Die Junge Akademie held its 2019 spring meeting at the German National Academy of Sciences Leopoldina in March 2019.
Members of Die Junge Akademie usually meet three times a year to work on current projects, develop new activities and to vote on how to use the young academy’s funding.
This time around, the meeting was opened by Leopoldina Secretary-General Professor Jutta Schnitzer-Ungefug, who gave a brief overview of the Leopoldina’s history. Leopoldina President Professor Jörg Hacker later provided insights into the Leopoldina’s science advice activities which have formed a significant part of the Academy’s tasks since it was appointed to be Germany’s national science academy in 2008.
In their plenary discussions, Junge Akademie members then discussed ideas for future projects, with a creative competition on PhD rituals, an audio archive on the topic of child trauma treatment, and a climate lecture series scheduled to be the focus of the Academy’s activities in the coming months.
On the second day of the meeting, the President of the German Research Foundation, Professor Peter Strohschneider, attended the meeting and actively participated in a plenary discussion on “Incentives within the science system”. This exchange provided valuable insights for the members from the Academy’s project group "Incentives in Science" in particular.
The third meeting day saw discussions about Open Access.

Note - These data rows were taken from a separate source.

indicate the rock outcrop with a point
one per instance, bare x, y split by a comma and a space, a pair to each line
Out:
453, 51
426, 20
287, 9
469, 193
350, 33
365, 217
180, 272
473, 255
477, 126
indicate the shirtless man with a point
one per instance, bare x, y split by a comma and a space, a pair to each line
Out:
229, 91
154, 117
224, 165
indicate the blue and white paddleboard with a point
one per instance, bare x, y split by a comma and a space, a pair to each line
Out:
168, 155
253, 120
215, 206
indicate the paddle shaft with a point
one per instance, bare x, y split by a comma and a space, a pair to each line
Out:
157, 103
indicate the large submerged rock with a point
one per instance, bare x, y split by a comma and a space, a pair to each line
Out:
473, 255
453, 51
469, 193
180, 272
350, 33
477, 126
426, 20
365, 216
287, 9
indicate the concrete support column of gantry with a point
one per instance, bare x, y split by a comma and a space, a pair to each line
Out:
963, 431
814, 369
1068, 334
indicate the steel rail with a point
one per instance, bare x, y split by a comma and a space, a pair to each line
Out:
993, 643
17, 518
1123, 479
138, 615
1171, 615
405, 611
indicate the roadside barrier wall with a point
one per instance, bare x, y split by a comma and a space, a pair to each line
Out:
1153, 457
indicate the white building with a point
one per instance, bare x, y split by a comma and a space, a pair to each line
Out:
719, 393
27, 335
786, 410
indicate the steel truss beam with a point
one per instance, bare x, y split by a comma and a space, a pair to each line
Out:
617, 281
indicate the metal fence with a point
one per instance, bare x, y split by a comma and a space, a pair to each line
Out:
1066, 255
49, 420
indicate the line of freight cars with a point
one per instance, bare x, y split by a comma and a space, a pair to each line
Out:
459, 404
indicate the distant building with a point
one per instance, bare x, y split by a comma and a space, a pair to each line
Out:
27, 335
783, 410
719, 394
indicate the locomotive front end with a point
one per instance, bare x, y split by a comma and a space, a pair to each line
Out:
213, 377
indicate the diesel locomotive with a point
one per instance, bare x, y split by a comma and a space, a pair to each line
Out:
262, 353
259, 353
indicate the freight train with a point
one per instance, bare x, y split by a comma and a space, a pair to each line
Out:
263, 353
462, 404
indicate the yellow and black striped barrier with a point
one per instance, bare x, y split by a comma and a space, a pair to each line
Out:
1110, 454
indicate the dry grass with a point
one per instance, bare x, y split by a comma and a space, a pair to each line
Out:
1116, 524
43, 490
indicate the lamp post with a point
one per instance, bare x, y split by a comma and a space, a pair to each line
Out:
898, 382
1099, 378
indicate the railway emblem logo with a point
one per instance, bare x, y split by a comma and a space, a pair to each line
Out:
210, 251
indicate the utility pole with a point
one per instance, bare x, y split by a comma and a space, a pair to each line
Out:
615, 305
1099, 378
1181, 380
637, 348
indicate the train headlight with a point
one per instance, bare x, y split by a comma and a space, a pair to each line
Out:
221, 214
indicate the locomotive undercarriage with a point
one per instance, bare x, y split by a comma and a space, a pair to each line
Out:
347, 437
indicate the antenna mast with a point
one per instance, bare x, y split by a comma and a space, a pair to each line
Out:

Individual members presented brief inputs on the development of Open Access publications since 2001 to open the discussion. The following plenary discussion then focussed on how researchers and universities could become less dependent on publishers, and on the opportunity offered by some publishers to release pre- or post-print versions of articles. This once again highlighted significant differences between the humanities and natural sciences when it comes to publication formats and conditions, as well as journal costs and the availability of Open Access models.
The Leopoldina is one of two administrative host academies for Die Junge Akademie; the other being the Berlin-Brandenburg Academy of Sciences and Humanities.